The department store chain currently posts the gift lists of 30,000 couples a year on its internet website. Families and friends can click on to the lists of individual couples and find out what in the way of tea cups, bed linen, and oyster forks they still require.

Purchases, however, have to be settled in person or over the phone initially, but from this autumn they can be settled over the net.

The new service, announced at the company's interim results press conference on 20 April, is being timed to coincide with the passage of the Government's e-commerce bill. The Government intends to promote e-commerce in all its manifestations with the new law.

It also intends to clear away the obstacles to making the purchases of goods over the internet more common. Currently, for example, electronic signatures used on the net are not legally binding. When the e-commerce bill becomes law they will be.

The timing of Debenhams' interactive wedding gift list service is also down to discussions between Debenhams and a web design firm called USWeb/CKS.

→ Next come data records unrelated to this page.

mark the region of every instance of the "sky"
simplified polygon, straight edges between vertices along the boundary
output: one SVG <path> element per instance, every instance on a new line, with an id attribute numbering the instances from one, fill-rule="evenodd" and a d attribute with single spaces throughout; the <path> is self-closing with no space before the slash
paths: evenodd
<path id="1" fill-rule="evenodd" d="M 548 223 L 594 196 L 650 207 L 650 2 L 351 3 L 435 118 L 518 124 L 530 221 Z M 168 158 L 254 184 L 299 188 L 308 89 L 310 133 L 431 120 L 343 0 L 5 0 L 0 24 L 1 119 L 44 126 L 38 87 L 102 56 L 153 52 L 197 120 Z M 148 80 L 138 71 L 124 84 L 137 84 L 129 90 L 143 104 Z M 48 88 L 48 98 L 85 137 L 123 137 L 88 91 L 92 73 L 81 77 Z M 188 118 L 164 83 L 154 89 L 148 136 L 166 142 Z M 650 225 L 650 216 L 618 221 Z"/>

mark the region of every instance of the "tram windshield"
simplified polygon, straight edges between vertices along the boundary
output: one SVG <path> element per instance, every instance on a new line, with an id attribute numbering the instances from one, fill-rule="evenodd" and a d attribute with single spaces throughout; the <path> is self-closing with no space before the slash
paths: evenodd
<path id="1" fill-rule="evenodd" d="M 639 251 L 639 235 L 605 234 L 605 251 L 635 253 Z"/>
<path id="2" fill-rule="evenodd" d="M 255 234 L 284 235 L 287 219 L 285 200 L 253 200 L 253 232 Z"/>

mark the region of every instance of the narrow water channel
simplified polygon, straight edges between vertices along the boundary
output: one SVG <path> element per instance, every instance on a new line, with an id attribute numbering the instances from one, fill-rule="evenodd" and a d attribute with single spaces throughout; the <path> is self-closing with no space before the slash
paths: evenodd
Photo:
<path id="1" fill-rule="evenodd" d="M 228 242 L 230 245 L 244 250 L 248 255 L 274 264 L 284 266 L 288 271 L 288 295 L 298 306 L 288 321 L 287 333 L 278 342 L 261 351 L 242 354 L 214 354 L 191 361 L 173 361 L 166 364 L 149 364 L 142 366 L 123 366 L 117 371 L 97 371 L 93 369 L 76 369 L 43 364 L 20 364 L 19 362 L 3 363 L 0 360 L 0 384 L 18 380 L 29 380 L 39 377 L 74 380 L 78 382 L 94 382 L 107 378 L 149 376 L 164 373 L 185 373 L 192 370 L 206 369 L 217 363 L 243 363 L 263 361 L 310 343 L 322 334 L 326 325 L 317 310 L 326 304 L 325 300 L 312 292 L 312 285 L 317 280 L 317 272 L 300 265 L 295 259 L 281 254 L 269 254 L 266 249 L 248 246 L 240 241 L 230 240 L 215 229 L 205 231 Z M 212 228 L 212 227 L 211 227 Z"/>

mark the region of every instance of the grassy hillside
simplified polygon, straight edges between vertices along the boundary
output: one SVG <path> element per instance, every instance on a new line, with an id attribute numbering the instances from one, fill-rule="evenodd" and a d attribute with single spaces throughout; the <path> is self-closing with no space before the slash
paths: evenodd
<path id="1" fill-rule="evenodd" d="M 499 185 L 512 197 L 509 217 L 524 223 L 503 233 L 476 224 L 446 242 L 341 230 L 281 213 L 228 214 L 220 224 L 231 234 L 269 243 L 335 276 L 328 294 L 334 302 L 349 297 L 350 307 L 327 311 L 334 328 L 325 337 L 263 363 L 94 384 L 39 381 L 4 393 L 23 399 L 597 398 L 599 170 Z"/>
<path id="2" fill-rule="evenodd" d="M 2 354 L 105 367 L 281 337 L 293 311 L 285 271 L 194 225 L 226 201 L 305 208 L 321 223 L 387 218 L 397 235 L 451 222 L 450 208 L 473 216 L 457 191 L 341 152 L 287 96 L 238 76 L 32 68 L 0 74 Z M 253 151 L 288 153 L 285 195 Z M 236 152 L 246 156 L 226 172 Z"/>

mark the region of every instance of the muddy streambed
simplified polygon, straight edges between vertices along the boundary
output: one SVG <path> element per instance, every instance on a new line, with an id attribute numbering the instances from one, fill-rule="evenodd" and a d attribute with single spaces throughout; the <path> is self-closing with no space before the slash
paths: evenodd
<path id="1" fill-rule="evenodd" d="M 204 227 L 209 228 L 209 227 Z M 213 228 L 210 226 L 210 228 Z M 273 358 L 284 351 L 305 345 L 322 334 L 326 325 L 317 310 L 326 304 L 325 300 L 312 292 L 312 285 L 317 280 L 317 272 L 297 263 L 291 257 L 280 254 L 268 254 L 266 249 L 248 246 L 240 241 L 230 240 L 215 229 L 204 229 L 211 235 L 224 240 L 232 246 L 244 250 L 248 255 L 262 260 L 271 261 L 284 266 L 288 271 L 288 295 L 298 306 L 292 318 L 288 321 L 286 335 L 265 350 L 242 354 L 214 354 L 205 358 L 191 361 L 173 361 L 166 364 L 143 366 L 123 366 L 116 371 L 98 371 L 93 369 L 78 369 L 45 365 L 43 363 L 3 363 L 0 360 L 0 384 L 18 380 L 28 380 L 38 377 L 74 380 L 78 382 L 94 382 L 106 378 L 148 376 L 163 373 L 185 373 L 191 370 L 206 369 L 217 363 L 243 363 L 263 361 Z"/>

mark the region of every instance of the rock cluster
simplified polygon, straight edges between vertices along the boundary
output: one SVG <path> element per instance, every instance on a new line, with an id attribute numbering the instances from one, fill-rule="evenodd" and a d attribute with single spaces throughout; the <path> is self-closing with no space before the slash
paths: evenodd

The California-based company began as a web designer. But internet creative, business, and tekkie types - designers, strategists and developers - share little in common.

USWeb/CKS has developed a multi-disciplinary approach to setting up interactive websites. Its discussions with Debenhams are aimed at dovetailing the company's wedding service across its 90 stores and online.

Indeed, the advent of Debenhams' interactive wedding gift service could prove a watershed in British e-commerce. Already, USWeb/CKS's customers include Dixons, Halifax, and BBC Worldwide. From this autumn, the sophistication of interactive websites and the meshing of these websites with broader marketing strategies, is expected to grow.

Speaking at Debenhams' interim results press conference, chief executive Terry Green said: "The internet is going to be a very important part of our life in the next few years, and digital TV is coming down the track. You need fulfillment."